By this point, I had been studying Jungian psychology for several years. I regularly attended a Dream Group and saw a kind, insightful Jungian analyst. Although I still couldn’t find solid ground, it helped me move toward letting myself stop trying to fix it. I began to allow myself to embrace the story, to understand that this was not something I was meant to “solve”—that I began to see shafts of light. Immersing myself in myths, fairy tales, and accounts of initiation and descent into the underworld, I began to sense that the descent into my own underworld was not a failure—it was an initiation. Each moment of disorientation, every pang of grief and fear, became a guidepost rather than a setback. I began to recognize familiar patterns: the heroine who ventures into the dark alone, the trials that break the old self so the new can emerge, the shadow figures that reveal hidden truths. These narratives did not offer solutions; they offered maps. They showed me that suffering could lead to transformation rather than annihilation.
It was through these narratives that I discovered the Mundus Imaginalis—the imaginal realm described by Neoplatonists, a space between the sensory world and the purely intellectual, where images and symbols are alive and operative. In this intermediary world, my grief, fear, and disorientation could take shape and be witnessed without being destroyed. Here, the darkness of my descent was not chaos to be fixed but a living process, a liminal terrain in which my psyche could be transformed. By attending to this imaginal space, I began to perceive my own suffering as part of a larger, ordered cosmos—one in which even the descent into darkness carries meaning and opens the path to emergence.
I started to reclaim myself not by doing more, but by allowing: my own experience, the changes in my psyche, and the slow, almost imperceptible return of trust in my own perceptions. I began to reweave the threads of my life, integrating what I had lost with what I was discovering. Over time, the fear and disorientation softened. My connection to my family, my work, and the natural rhythms of life returned with a new depth and clarity. The underworld had not destroyed me; it had reconfigured me. I emerged with a clearer sense of the limits of control, the necessity of boundaries, and the power of story to illuminate paths when logic and technique fall short.

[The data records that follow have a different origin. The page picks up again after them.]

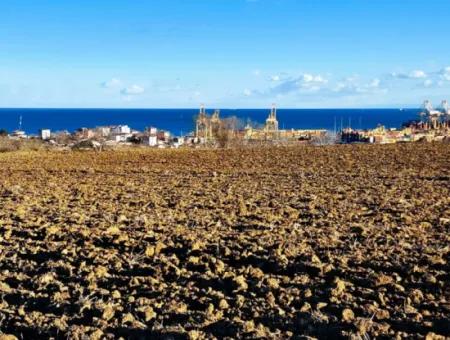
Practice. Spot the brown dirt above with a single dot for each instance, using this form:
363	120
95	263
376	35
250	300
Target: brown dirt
326	242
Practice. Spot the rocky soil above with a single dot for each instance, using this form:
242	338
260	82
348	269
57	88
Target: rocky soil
325	242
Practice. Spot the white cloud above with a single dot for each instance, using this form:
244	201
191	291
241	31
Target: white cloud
133	90
375	83
256	73
415	74
428	83
114	82
310	78
275	78
445	73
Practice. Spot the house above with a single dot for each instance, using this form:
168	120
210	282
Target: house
120	130
150	140
45	134
120	133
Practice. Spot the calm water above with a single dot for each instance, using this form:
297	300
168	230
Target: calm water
181	121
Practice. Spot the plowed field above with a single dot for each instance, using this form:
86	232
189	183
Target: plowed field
326	242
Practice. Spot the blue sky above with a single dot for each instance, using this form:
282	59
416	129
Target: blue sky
224	53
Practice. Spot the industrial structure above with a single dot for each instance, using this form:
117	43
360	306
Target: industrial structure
271	131
208	128
432	125
435	119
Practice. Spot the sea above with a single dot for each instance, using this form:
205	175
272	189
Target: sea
181	121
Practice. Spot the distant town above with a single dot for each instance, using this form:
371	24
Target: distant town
211	130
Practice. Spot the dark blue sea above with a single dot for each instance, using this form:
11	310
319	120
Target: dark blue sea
181	121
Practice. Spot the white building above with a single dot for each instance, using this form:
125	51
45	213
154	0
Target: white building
151	140
120	129
45	134
18	134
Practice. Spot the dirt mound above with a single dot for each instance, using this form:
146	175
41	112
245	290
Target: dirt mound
327	242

From that place of integration, my work and life began to expand in unexpected ways. I was no longer just a therapist walking beside others—I had become someone who had truly traversed darkness, who could hold it, witness it, and honor the resilience that rises from it. What once felt like ruin became a crucible for understanding, compassion, and profound transformation. From this place, I made a conscious vow: to bring into my work the practices and perspectives that had genuinely sustained me—the attention to story, the guidance of the imaginal, the courage to meet darkness with curiosity and presence—rather than relying solely on a framework that could not hold the fullness of human suffering. My aim became to help others navigate their own underworlds, not by forcing solutions, but by illuminating the paths that transformation, meaning, and resilience can take. I wanted my work to honor the complexity of life’s trials, to hold the space where suffering is seen and met, and to offer the maps that the medical model alone could not provide.